There has been plenty of research investigating the role of allergic conditions in malignancy, while the mechanisms remain unclear. According to the “cancer immunosurveillance hypothesis”, people with allergic conditions may have an activated response of immune system, which promotes the ability to eradicate premalignant cells and, thus, reduced the risk of lymphomas.53 Besides, Immunoglobulin E (IgE) can bind to cell surface IgE receptors, CD23 and FceRI, which engage several types of antitumor effector cells.54 Moreover, other blood cells associated with allergic diseases, such as eosinophils and mast cells, have been indicated to play a role in eliminating tumor cells.54,55 In contrast, for individuals with allergic conditions, antigenic stimulation may lead to a chronic inflammation and stimulate cell growth, which may increase the risk of malignancies.5 The mechanisms of allergic conditions on NHL and HL are complicated and unclear; thus, further studies are warranted to explore this issue.

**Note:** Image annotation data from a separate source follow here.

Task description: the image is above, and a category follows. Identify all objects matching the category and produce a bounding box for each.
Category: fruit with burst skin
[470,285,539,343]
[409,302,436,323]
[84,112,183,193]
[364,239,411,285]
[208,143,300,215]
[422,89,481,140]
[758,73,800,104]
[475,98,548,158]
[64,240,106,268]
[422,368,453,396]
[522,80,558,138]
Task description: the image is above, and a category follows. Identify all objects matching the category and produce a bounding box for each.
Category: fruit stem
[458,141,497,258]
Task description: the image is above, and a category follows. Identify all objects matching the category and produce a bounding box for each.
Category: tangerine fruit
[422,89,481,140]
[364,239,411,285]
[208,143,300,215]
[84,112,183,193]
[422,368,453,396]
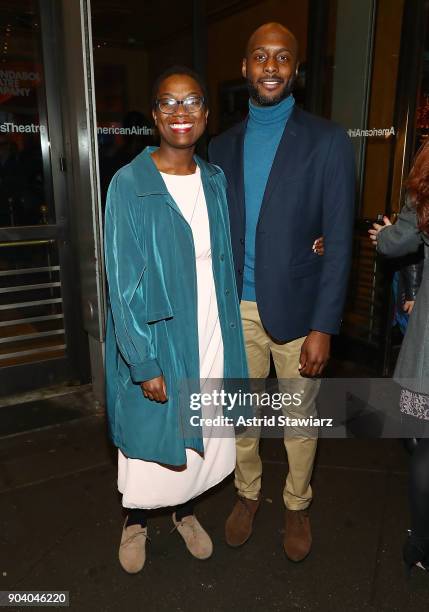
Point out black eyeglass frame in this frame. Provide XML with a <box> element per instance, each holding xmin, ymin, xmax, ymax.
<box><xmin>154</xmin><ymin>96</ymin><xmax>206</xmax><ymax>115</ymax></box>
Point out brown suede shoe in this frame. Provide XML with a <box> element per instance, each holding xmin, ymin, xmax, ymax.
<box><xmin>225</xmin><ymin>495</ymin><xmax>261</xmax><ymax>548</ymax></box>
<box><xmin>283</xmin><ymin>508</ymin><xmax>312</xmax><ymax>563</ymax></box>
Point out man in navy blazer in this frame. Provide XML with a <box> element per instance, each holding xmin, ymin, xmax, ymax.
<box><xmin>209</xmin><ymin>23</ymin><xmax>355</xmax><ymax>561</ymax></box>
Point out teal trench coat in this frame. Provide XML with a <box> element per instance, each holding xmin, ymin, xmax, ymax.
<box><xmin>105</xmin><ymin>147</ymin><xmax>247</xmax><ymax>466</ymax></box>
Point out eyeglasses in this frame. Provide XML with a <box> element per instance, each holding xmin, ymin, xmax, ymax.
<box><xmin>155</xmin><ymin>96</ymin><xmax>204</xmax><ymax>115</ymax></box>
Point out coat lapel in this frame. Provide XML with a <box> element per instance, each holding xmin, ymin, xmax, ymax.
<box><xmin>231</xmin><ymin>120</ymin><xmax>247</xmax><ymax>223</ymax></box>
<box><xmin>259</xmin><ymin>107</ymin><xmax>302</xmax><ymax>224</ymax></box>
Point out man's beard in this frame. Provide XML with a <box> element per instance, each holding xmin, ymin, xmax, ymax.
<box><xmin>246</xmin><ymin>77</ymin><xmax>295</xmax><ymax>106</ymax></box>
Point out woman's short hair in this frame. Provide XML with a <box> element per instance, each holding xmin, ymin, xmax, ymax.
<box><xmin>151</xmin><ymin>65</ymin><xmax>208</xmax><ymax>108</ymax></box>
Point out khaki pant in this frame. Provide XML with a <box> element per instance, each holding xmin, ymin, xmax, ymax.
<box><xmin>235</xmin><ymin>301</ymin><xmax>320</xmax><ymax>510</ymax></box>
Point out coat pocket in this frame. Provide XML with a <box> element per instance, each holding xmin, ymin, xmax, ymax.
<box><xmin>146</xmin><ymin>307</ymin><xmax>174</xmax><ymax>323</ymax></box>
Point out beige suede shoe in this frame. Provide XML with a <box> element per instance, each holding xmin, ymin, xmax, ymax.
<box><xmin>173</xmin><ymin>513</ymin><xmax>213</xmax><ymax>560</ymax></box>
<box><xmin>119</xmin><ymin>520</ymin><xmax>148</xmax><ymax>574</ymax></box>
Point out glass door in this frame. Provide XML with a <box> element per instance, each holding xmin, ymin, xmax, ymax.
<box><xmin>0</xmin><ymin>0</ymin><xmax>86</xmax><ymax>395</ymax></box>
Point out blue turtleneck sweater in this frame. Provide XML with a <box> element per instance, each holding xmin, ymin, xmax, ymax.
<box><xmin>242</xmin><ymin>94</ymin><xmax>295</xmax><ymax>302</ymax></box>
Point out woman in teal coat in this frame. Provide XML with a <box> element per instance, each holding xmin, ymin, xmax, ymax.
<box><xmin>105</xmin><ymin>68</ymin><xmax>247</xmax><ymax>573</ymax></box>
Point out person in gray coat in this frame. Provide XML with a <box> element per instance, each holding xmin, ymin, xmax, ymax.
<box><xmin>369</xmin><ymin>143</ymin><xmax>429</xmax><ymax>570</ymax></box>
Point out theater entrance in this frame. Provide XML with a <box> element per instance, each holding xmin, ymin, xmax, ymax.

One of the advantages of the current study is the large sample size, which increased the statistical power to evaluate the association between allergic conditions and the risk of NHL. However, there are also some limitations in this study. First, though most of the studies involved in this analysis were adjusted for other known risk factors of NHL or HL, the confounders might be different across the included studies and it is possible that the control of confounders is inadequate. This may lead to exaggeration or underestimation in the risk estimates in the current study. Second, most of the included studies used self-report for the diagnosis of allergic conditions, which might not be accurate enough. In addition, few studies reported the risk of lymphoma in multiple allergic conditions, which may need further evaluation. Finally, most of the included studies were conducted in Europe and North America and the participants enrolled were mainly Caucasian population. Thus, the pooled results should be interpreted with caution for other population.

Conclusion

History of any allergic condition was not significantly associated with the risk of NHL or HL. Several specific allergic conditions, including asthma, hay fever, food allergy, and allergic rhinitis, might be associated with a reduced risk of NHL, while individuals with hay fever or food allergy may have a reduced risk of HL. Further large-scale prospective cohort studies are warranted to clarify the association between history of allergic diseases and the risk of lymphoma.

Acknowledgments

We thank Dr Peiwei Li for revising the article. English language copy editing has been performed. The abstract of this article has been submitted to ESMO ASIA 2016 Congress, Singapore and published previously (Ann Oncol [2016] 27 [suppl_9]: mdw586.016).

Disclosure

The authors report no conflicts of interest in this work.